Metric | Alias | Description
:--- | :--- | :---
`shardId` | `s` | The ID of a specific shard.
`target_host` | `thost` | The target host IP address.
`target_node` | `tnode` | The target node name.
`checkpoints_behind` | `cpb` | The number of checkpoints by which the replica shard is behind the primary shard.
`bytes_behind` | `bb` | The number of bytes by which the replica shard is behind the primary shard.
`current_lag` | `clag` | The time elapsed while waiting for a replica shard to catch up to the primary shard.
`last_completed_lag` | `lcl` | The time taken for a replica shard to catch up to the latest primary shard refresh.
`rejected_requests` | `rr` | The number of rejected requests for the replication group.
### Additional detailed response metrics
The following table lists the additional response fields returned if `detailed` is set to `true`.
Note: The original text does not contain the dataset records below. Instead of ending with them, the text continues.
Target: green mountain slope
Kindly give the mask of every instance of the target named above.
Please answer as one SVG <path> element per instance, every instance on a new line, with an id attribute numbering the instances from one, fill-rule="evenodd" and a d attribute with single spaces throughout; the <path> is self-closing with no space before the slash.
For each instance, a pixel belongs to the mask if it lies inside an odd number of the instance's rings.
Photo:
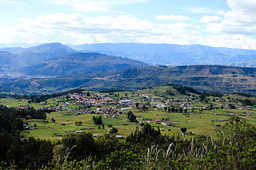
<path id="1" fill-rule="evenodd" d="M 228 65 L 256 60 L 256 50 L 200 45 L 102 43 L 70 46 L 78 50 L 100 52 L 150 64 L 170 65 Z"/>
<path id="2" fill-rule="evenodd" d="M 15 82 L 2 83 L 0 88 L 45 93 L 75 87 L 96 90 L 138 89 L 169 83 L 188 85 L 203 91 L 256 94 L 256 68 L 220 65 L 130 68 L 105 73 L 15 80 Z"/>
<path id="3" fill-rule="evenodd" d="M 74 76 L 146 66 L 142 62 L 97 53 L 75 53 L 19 69 L 26 75 Z"/>

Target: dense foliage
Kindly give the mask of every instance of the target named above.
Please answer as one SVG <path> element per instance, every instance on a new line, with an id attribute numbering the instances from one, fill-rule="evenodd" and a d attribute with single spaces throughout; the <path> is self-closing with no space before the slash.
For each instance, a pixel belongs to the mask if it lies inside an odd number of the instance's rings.
<path id="1" fill-rule="evenodd" d="M 184 85 L 173 85 L 173 84 L 170 84 L 168 85 L 172 85 L 174 87 L 174 89 L 176 89 L 181 94 L 187 95 L 187 93 L 195 93 L 195 94 L 202 94 L 201 92 L 198 92 L 198 91 L 197 91 L 189 86 L 184 86 Z"/>
<path id="2" fill-rule="evenodd" d="M 93 121 L 95 125 L 102 125 L 102 116 L 99 117 L 93 117 Z"/>
<path id="3" fill-rule="evenodd" d="M 46 114 L 42 110 L 35 110 L 34 108 L 17 109 L 0 105 L 0 130 L 10 133 L 22 130 L 23 123 L 21 118 L 27 116 L 33 119 L 46 118 Z"/>
<path id="4" fill-rule="evenodd" d="M 0 109 L 1 125 L 5 125 L 4 120 L 18 120 L 25 112 L 4 106 Z M 19 135 L 21 129 L 11 127 L 0 132 L 0 169 L 256 168 L 256 127 L 238 117 L 219 128 L 215 139 L 165 136 L 158 127 L 145 124 L 138 126 L 126 140 L 118 140 L 114 134 L 94 137 L 90 132 L 78 132 L 53 144 L 33 137 L 25 139 Z"/>

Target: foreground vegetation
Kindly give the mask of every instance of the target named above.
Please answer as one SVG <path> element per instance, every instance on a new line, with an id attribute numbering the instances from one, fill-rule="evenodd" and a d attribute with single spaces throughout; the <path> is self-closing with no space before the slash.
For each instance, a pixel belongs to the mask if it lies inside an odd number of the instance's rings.
<path id="1" fill-rule="evenodd" d="M 162 136 L 145 125 L 125 142 L 111 135 L 68 135 L 52 144 L 1 132 L 2 168 L 30 169 L 255 169 L 256 128 L 234 119 L 214 140 Z"/>

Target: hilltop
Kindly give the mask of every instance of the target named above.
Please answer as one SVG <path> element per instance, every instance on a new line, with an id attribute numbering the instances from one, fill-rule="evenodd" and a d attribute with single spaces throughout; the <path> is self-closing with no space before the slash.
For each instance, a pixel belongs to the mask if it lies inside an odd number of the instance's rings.
<path id="1" fill-rule="evenodd" d="M 149 64 L 169 65 L 222 65 L 256 66 L 256 50 L 212 47 L 201 45 L 102 43 L 70 45 L 75 49 L 122 56 Z M 248 63 L 252 61 L 250 63 Z"/>

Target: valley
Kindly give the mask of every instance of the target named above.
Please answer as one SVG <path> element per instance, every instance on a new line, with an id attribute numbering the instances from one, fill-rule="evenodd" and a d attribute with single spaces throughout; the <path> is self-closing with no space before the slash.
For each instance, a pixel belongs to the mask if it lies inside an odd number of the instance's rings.
<path id="1" fill-rule="evenodd" d="M 138 91 L 106 92 L 82 91 L 46 98 L 38 103 L 31 102 L 31 99 L 7 97 L 2 98 L 0 105 L 48 110 L 46 119 L 26 117 L 21 134 L 50 140 L 81 132 L 108 134 L 113 128 L 118 130 L 118 136 L 125 139 L 145 124 L 159 128 L 163 135 L 180 136 L 178 128 L 186 128 L 188 133 L 185 137 L 188 139 L 193 136 L 189 135 L 191 132 L 216 137 L 215 131 L 234 117 L 256 125 L 256 98 L 253 97 L 202 93 L 175 85 Z M 129 120 L 129 112 L 135 120 Z M 101 117 L 102 122 L 96 125 L 93 117 Z"/>

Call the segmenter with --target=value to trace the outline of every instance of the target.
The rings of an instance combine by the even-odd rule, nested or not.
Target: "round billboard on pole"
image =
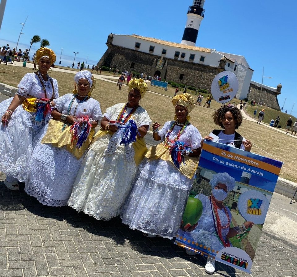
[[[238,90],[238,80],[233,72],[223,71],[219,73],[211,83],[211,94],[219,103],[231,101]]]

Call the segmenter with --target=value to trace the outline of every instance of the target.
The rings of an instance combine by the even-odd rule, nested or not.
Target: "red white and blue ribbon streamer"
[[[70,132],[72,134],[71,143],[77,140],[76,147],[79,148],[80,148],[87,140],[92,128],[92,124],[89,121],[87,116],[83,117],[80,119],[72,124],[70,128]]]
[[[47,100],[49,101],[47,103],[39,102],[37,104],[37,110],[34,114],[35,121],[44,121],[46,123],[50,120],[52,110],[50,104],[50,100]]]
[[[179,169],[182,162],[184,164],[186,152],[193,152],[191,147],[182,141],[176,141],[170,146],[169,150],[173,163],[178,169]]]

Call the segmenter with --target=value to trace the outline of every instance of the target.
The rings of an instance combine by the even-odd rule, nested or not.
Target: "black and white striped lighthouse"
[[[194,0],[193,5],[189,7],[187,24],[181,43],[182,44],[195,46],[200,23],[204,17],[204,1]]]

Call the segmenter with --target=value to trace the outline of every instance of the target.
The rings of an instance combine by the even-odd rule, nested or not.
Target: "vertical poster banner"
[[[250,273],[282,165],[226,144],[205,141],[174,243]],[[214,191],[218,190],[214,188],[218,184],[226,191]],[[220,206],[214,200],[215,195],[223,201]]]

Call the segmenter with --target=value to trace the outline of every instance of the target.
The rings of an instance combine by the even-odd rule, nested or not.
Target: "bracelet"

Metric | Alias | Description
:--- |:--- |:---
`stage` | `st` | The current stage of a segment replication event.
`time` | `t`, `ti` | The amount of time a segment replication event took to complete, in milliseconds.
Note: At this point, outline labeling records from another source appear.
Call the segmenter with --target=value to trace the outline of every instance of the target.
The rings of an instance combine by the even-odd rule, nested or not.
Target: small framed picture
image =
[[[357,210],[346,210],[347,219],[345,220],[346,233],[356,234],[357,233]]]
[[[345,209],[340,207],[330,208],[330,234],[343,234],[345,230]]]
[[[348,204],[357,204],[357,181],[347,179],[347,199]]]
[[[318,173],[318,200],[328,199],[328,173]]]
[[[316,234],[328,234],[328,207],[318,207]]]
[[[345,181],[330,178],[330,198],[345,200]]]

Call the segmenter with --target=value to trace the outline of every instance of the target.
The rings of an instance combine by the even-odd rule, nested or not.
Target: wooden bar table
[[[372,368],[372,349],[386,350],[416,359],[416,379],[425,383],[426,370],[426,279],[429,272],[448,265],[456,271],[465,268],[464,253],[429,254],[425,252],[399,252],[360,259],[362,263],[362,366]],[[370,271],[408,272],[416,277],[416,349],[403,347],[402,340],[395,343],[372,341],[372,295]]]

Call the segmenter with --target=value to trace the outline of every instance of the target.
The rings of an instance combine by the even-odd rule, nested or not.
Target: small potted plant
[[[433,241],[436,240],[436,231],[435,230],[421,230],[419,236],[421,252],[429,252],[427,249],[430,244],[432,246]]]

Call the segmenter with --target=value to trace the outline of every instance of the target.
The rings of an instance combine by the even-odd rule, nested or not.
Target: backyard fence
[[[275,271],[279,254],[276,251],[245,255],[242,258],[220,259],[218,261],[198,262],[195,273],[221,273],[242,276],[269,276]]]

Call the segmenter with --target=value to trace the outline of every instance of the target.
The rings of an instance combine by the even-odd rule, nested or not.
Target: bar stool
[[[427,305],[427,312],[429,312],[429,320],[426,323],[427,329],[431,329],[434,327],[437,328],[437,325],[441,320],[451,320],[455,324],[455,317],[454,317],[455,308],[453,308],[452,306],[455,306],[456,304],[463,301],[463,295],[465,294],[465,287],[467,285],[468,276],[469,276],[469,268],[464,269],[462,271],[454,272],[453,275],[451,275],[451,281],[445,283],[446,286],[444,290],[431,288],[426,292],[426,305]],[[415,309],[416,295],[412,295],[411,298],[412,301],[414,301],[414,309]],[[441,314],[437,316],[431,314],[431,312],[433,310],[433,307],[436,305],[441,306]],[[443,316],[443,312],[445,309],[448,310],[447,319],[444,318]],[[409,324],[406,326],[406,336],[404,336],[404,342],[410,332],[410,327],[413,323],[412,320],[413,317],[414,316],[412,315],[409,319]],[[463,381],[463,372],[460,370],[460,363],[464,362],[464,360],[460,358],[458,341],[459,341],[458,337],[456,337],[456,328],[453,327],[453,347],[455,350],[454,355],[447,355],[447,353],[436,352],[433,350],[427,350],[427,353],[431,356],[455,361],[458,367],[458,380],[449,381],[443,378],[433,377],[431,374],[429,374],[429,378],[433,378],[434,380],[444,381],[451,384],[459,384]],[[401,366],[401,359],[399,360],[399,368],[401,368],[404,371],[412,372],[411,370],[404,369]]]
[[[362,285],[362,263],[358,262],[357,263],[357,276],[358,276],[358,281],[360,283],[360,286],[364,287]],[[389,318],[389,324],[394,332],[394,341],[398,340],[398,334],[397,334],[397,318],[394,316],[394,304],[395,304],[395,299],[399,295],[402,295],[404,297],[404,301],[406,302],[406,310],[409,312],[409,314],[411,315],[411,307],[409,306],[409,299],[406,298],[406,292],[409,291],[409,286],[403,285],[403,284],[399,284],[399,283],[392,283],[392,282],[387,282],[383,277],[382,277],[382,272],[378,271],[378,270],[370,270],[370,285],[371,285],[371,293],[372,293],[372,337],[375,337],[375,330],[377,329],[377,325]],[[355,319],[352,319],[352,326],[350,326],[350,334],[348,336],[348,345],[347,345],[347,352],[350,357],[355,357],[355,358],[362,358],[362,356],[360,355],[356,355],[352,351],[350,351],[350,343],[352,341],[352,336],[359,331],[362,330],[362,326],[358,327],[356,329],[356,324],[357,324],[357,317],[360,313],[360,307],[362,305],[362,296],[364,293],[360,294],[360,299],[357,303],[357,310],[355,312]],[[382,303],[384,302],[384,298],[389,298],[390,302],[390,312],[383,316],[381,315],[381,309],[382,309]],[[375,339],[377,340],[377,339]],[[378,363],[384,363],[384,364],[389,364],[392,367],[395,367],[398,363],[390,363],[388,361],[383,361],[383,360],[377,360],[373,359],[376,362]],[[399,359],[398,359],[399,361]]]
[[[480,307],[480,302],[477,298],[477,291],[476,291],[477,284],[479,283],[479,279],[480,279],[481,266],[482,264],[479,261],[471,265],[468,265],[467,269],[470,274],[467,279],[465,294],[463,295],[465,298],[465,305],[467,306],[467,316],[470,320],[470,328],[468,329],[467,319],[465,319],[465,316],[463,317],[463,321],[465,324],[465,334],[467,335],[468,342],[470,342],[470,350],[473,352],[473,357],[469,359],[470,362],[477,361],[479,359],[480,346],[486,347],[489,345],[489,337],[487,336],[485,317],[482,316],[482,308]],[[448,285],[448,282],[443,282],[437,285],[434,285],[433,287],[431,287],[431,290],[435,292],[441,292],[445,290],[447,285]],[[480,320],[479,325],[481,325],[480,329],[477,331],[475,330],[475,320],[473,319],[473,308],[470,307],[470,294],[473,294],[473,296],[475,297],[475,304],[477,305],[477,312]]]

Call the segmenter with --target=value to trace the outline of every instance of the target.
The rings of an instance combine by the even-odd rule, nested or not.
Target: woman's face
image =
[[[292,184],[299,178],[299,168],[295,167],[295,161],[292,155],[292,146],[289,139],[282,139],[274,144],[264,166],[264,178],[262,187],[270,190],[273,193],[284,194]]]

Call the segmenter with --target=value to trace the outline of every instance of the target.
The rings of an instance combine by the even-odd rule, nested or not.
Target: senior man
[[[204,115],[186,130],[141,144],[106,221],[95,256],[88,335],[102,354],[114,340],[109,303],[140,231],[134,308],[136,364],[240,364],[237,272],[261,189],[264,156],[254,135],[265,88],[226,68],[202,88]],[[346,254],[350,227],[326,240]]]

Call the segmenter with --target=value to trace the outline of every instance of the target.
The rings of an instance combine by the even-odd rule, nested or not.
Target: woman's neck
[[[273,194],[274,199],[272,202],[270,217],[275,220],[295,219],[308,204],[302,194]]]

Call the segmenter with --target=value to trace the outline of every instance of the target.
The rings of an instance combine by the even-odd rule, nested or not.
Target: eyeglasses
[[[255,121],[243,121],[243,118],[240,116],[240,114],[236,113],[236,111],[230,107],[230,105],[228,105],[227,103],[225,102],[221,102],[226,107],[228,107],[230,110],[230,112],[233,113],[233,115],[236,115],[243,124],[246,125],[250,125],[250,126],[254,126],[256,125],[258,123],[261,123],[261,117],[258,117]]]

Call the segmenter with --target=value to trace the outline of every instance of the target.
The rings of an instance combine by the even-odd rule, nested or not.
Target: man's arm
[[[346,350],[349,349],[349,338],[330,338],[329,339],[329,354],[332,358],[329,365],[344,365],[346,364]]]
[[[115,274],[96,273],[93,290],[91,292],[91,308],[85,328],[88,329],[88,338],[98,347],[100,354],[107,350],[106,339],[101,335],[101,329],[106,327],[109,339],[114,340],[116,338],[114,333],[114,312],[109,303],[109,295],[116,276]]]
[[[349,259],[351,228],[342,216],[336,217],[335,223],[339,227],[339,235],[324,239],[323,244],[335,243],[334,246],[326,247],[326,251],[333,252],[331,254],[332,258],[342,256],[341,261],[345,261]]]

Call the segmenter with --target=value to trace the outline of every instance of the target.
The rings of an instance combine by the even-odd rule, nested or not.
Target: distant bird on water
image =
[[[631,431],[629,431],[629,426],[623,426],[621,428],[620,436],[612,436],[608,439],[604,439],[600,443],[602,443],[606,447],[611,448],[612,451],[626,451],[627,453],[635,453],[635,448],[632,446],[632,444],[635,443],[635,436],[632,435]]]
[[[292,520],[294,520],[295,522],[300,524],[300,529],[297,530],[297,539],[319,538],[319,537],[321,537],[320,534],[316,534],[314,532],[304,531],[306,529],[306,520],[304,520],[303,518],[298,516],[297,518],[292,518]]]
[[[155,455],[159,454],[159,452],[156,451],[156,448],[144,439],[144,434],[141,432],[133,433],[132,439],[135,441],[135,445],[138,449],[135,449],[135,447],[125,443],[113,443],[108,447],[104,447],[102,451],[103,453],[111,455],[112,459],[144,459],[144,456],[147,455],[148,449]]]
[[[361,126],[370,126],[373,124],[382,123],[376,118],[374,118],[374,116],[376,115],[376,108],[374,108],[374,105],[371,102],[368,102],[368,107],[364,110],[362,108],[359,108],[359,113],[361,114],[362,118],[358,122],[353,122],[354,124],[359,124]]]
`files_fetched` | `ff` | The number of files fetched so far for a segment replication event.
`files_percent` | `fp` | The percentage of files fetched so far for a segment replication event.
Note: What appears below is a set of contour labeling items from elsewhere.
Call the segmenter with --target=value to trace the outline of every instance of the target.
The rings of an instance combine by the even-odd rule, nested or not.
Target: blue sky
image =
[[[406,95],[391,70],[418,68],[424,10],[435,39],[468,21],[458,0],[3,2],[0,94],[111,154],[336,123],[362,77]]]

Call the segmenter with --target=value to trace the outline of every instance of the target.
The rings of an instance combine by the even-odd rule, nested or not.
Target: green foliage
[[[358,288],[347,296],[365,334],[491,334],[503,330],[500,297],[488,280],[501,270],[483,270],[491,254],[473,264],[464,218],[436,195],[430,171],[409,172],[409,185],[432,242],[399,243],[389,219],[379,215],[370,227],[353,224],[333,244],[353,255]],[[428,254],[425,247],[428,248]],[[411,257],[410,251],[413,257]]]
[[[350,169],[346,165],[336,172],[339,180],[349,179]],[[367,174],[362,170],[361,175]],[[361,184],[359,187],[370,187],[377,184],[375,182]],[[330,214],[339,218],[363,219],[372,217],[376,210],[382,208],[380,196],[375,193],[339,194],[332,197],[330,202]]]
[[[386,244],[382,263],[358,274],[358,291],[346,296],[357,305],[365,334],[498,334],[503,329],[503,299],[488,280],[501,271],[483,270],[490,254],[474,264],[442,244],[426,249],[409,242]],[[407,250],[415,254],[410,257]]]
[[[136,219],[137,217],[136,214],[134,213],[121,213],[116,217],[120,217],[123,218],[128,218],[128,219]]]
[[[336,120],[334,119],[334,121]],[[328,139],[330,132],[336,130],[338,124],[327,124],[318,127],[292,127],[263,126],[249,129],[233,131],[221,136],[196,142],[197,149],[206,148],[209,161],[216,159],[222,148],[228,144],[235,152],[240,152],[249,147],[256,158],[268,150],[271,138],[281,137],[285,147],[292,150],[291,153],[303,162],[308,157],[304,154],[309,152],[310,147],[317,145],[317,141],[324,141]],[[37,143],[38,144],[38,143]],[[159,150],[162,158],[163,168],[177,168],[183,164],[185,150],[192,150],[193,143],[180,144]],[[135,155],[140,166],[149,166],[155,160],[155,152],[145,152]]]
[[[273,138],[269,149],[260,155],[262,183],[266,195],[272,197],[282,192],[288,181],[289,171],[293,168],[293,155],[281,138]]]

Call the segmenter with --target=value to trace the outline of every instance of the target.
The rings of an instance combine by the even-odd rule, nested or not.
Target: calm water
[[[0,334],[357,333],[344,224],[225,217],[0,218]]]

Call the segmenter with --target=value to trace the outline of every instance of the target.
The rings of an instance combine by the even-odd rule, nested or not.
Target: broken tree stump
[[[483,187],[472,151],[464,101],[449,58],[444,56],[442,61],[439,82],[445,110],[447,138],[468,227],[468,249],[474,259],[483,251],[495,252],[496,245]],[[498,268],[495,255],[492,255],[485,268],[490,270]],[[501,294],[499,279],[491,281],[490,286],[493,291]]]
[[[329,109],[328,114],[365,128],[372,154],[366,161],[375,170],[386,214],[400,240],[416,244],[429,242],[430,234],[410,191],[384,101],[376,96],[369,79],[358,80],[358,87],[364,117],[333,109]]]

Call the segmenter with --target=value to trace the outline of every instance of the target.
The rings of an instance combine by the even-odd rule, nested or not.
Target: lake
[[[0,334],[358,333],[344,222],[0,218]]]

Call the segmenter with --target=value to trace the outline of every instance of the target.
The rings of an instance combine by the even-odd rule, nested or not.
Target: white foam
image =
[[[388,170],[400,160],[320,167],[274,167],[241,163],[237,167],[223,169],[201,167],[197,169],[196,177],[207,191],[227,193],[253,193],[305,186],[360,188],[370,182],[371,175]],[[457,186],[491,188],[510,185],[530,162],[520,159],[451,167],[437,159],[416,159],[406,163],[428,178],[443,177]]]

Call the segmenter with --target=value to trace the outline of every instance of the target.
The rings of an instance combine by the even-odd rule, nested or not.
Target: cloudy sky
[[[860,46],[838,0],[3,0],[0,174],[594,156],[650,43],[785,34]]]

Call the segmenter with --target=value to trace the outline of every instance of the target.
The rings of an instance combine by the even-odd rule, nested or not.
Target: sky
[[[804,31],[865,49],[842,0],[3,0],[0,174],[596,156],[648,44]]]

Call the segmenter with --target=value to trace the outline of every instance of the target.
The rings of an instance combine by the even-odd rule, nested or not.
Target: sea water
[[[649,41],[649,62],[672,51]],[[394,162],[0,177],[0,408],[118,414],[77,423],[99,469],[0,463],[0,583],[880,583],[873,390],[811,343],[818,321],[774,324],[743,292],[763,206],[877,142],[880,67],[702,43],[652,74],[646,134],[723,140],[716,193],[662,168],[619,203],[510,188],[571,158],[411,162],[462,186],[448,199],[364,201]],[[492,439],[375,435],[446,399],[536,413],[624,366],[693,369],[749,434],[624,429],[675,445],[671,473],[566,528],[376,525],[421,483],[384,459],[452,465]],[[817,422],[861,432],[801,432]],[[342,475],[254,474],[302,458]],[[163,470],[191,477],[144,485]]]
`bytes_fetched` | `bf` | The number of bytes fetched so far for a segment replication event.
`bytes_percent` | `bp` | The number of bytes fetched so far for a segment replication event as a percentage.
`start_time` | `start` | The segment replication start time.
`stop_time` | `stop` | The segment replication stop time.
`files` | `f` | The number of files that needs to be fetched for a segment replication event.
`files_total` | `tf` | The total number of files that are part of this recovery, including both reused and recovered files.
`bytes` | `b` | The number of bytes that needs to be fetched for a segment replication event.
`bytes_total` | `tb` | The total number of bytes in the shard.
`replicating_stage_time_taken` | `rstt` | The amount of time the `replicating` stage of a segment replication event took to complete.
`get_checkpoint_info_stage_time_taken` | `gcistt` | The amount of time the `get checkpoint info` stage of a segment replication event took to complete.
`file_diff_stage_time_taken` | `fdstt` | The amount of time the `file diff` stage of a segment replication event took to complete.
`get_files_stage_time_taken` | `gfstt` | The amount of time the `get files` stage of a segment replication event took to complete.
`finalize_replication_stage_time_taken` | `frstt` | The amount of time the `finalize replication` stage of a segment replication event took to complete.